In vitro differentiatie van muis embryonale stamcellen (MES) cellen met behulp van de Opknoping neerzetten
Summary
Deze video laat zien hoe in vitro differentiatie van muis embryonale stamcellen te voeren om embryoid lichamen met behulp van de opknoping drop methode.
Abstract
Stamcellen hebben de opmerkelijke potentie uit te groeien tot een groot aantal verschillende celtypen. Wanneer een stamcel deelt, elke nieuwe cel de mogelijkheid om ofwel te blijven een stamcel of worden een ander type cel met een meer gespecialiseerde functie heeft, is deze veelbelovende van de wetenschap vooraanstaande wetenschappers de mogelijkheid van cel-gebaseerde therapieën voor behandeling van de ziekte te onderzoeken. Wanneer cultuur in suspensie zonder antidifferentiation factoren, embryonale stamcellen spontaan differentiëren en vormen drie-dimensionale meercellige aggregaten. Deze cel aggregaten worden genoemd embryoid organen (EB). Opknoping druppel cultuur is een veel gebruikt EB formatie inductie methode. De afgeronde onderkant van opknoping druppel maakt de samenvoeging van de ES-cellen die kunnen zorgen voor MES-cellen een goede omgeving voor het vormen van EBS. Het aantal van de ES-cellen aggregatied in een opknoping druppel kan worden geregeld door het variëren van het aantal cellen in de eerste celsuspensie te worden opgehangen als een druppel uit het deksel van de petrischaal. Met behulp van deze methode kunnen we reproduceerbare vorm homogene EBS vanuit een vooraf bepaald aantal ES-cellen.
Protocol
Discussion
De nadelen van opknoping drop methode zijn als volgt: de vloeistof volume van een druppel is beperkt tot minder dan 50ul te wijten aan het behoud van opknoping druppels op het deksel door oppervlaktespanning, en het is onmogelijk om het medium te veranderen voor opknoping druppels.
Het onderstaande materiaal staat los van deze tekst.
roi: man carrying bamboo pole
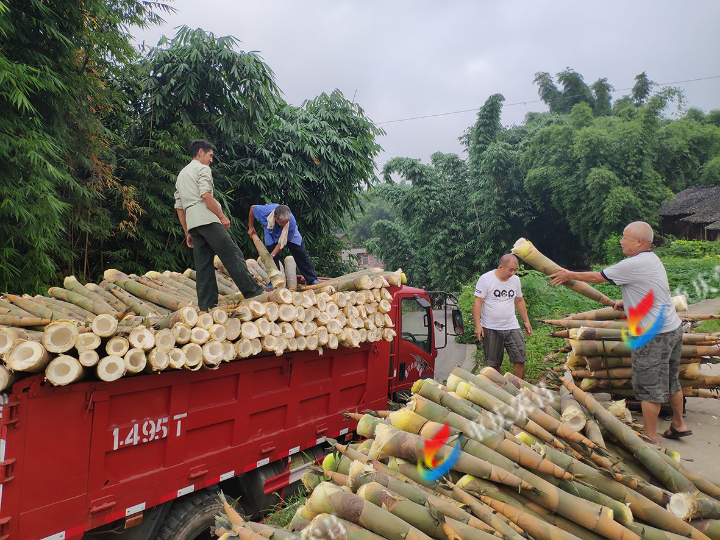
[549,221,692,444]
[175,139,265,311]
[248,203,318,285]
[473,254,532,379]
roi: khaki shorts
[483,327,527,367]
[630,326,682,403]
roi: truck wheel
[156,489,223,540]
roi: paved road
[433,310,475,382]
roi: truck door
[393,294,437,393]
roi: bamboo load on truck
[0,252,461,540]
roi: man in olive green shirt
[175,139,265,311]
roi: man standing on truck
[248,203,318,285]
[175,139,265,311]
[549,221,692,444]
[473,254,532,379]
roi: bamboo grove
[215,367,720,540]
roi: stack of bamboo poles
[215,367,720,540]
[543,308,720,398]
[0,264,402,391]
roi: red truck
[0,286,462,540]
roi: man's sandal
[662,426,692,439]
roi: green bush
[603,234,625,265]
[655,240,720,259]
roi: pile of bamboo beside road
[543,306,720,398]
[0,259,402,391]
[215,367,720,540]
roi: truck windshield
[401,298,431,352]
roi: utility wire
[375,75,720,126]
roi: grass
[264,487,308,527]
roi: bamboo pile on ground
[0,261,401,391]
[544,306,720,399]
[216,367,720,540]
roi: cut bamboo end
[245,300,265,318]
[210,309,228,324]
[176,306,200,328]
[123,348,147,373]
[240,321,260,339]
[325,319,343,335]
[280,323,295,339]
[95,355,127,382]
[278,304,297,322]
[263,302,280,322]
[222,341,236,362]
[90,313,118,337]
[155,328,176,352]
[168,348,187,369]
[195,313,215,330]
[42,321,78,353]
[145,347,173,371]
[210,324,227,341]
[172,323,190,345]
[0,328,28,355]
[78,349,100,367]
[45,354,85,386]
[75,332,102,352]
[105,336,130,356]
[128,326,155,351]
[235,306,252,322]
[0,365,18,392]
[261,335,277,352]
[235,339,252,358]
[203,340,224,367]
[182,343,202,369]
[190,326,210,345]
[302,290,317,309]
[292,321,305,337]
[225,317,242,341]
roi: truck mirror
[452,309,465,336]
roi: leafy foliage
[0,16,382,292]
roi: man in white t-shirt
[549,221,692,444]
[473,255,532,379]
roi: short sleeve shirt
[253,203,302,246]
[475,270,522,330]
[601,251,681,333]
[175,159,220,230]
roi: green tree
[0,0,167,292]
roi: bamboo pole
[512,238,615,306]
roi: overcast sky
[135,0,720,170]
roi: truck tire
[156,489,223,540]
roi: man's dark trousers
[189,223,265,311]
[268,240,317,284]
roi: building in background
[658,186,720,240]
[336,234,385,268]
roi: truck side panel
[0,343,388,540]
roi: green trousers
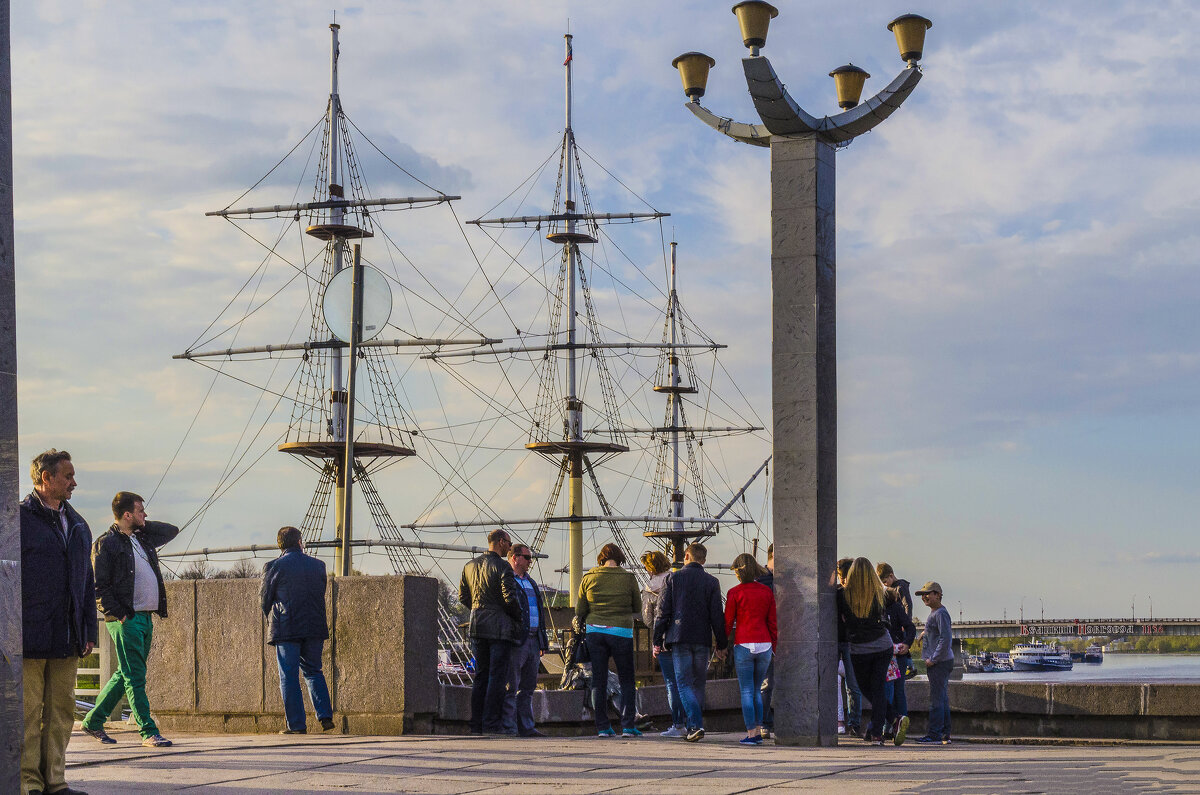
[83,611,158,737]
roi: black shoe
[79,727,116,746]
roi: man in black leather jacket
[654,542,728,742]
[21,449,97,795]
[83,491,179,748]
[259,527,335,734]
[458,528,527,734]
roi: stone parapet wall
[434,680,1200,742]
[146,576,438,734]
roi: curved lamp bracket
[684,102,770,147]
[734,55,920,145]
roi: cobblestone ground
[67,731,1200,795]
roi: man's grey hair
[29,447,71,486]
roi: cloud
[12,1,1200,614]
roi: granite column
[770,135,838,746]
[0,0,25,793]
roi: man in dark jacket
[83,491,179,748]
[504,544,550,737]
[654,543,728,742]
[458,528,527,734]
[260,527,334,734]
[875,562,912,621]
[20,449,98,795]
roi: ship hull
[1013,659,1072,671]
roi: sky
[12,0,1200,620]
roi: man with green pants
[83,491,179,748]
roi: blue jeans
[467,638,515,734]
[733,646,772,731]
[659,648,688,727]
[275,638,334,731]
[504,630,541,735]
[583,632,637,731]
[925,659,954,740]
[888,654,910,721]
[671,644,713,729]
[838,642,863,729]
[762,653,775,731]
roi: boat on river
[1009,640,1073,671]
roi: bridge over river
[936,618,1200,640]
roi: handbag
[887,657,900,682]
Observatie van het vormen van EBS in druppels direct met microscopie is ook zeer moeilijk tijdens de teelt. Verder, de opknoping druppel methode bestaat uit twee stappen, kan daarom een reeks stap van de opknoping drop methode lastig.
Materials
| Material Name | Tipo | Company | Catalogue Number | Comment |
|---|---|---|---|---|
| DMEM | Reagent | Gibco | 11965-092 | |
| Fetal Bovine Serum(FBS) | Reagent | Hyclone | SH30070.03 | |
| L-Glutamine | Reagent | Gibco | 25030 | |
| Non-Essential Amino Acids | Reagent | Gibco | 11140-050 | |
| Penicllin / Streptomycin | Reagent | Gibco | 15140-122 | |
| Sodium Pyruvate | Reagent | Gibco | 11360-70 | |
| β-mercaptoethanol | Reagent | Chemicon | ES-007-E | |
| leukemia inhibitory factor(LIF) | Reagent | Chemicon | LIF2005 | |
| 96-well ultralow attachment plate | Tool | Corning | 3474 |
Riferimenti
- Wobus, A. M., Wallukat, G., Hescheler, J. Pluripotent mouse embryonic stem cells are able to differentiate into cardiomyocytes expressing chronotropic responses to adrenergic and cholinergic agents and Ca2+ channel blockers. Differentiation. 48, 173-182 (1991).
- Metzger, J. M., Lin, W. I., Samuelson, L. C. Transition in cardiac contractile sensitivity to calcium during the in vitro differentiation of mouse embryonic stem cells. J Cell Biol. 126, (1994).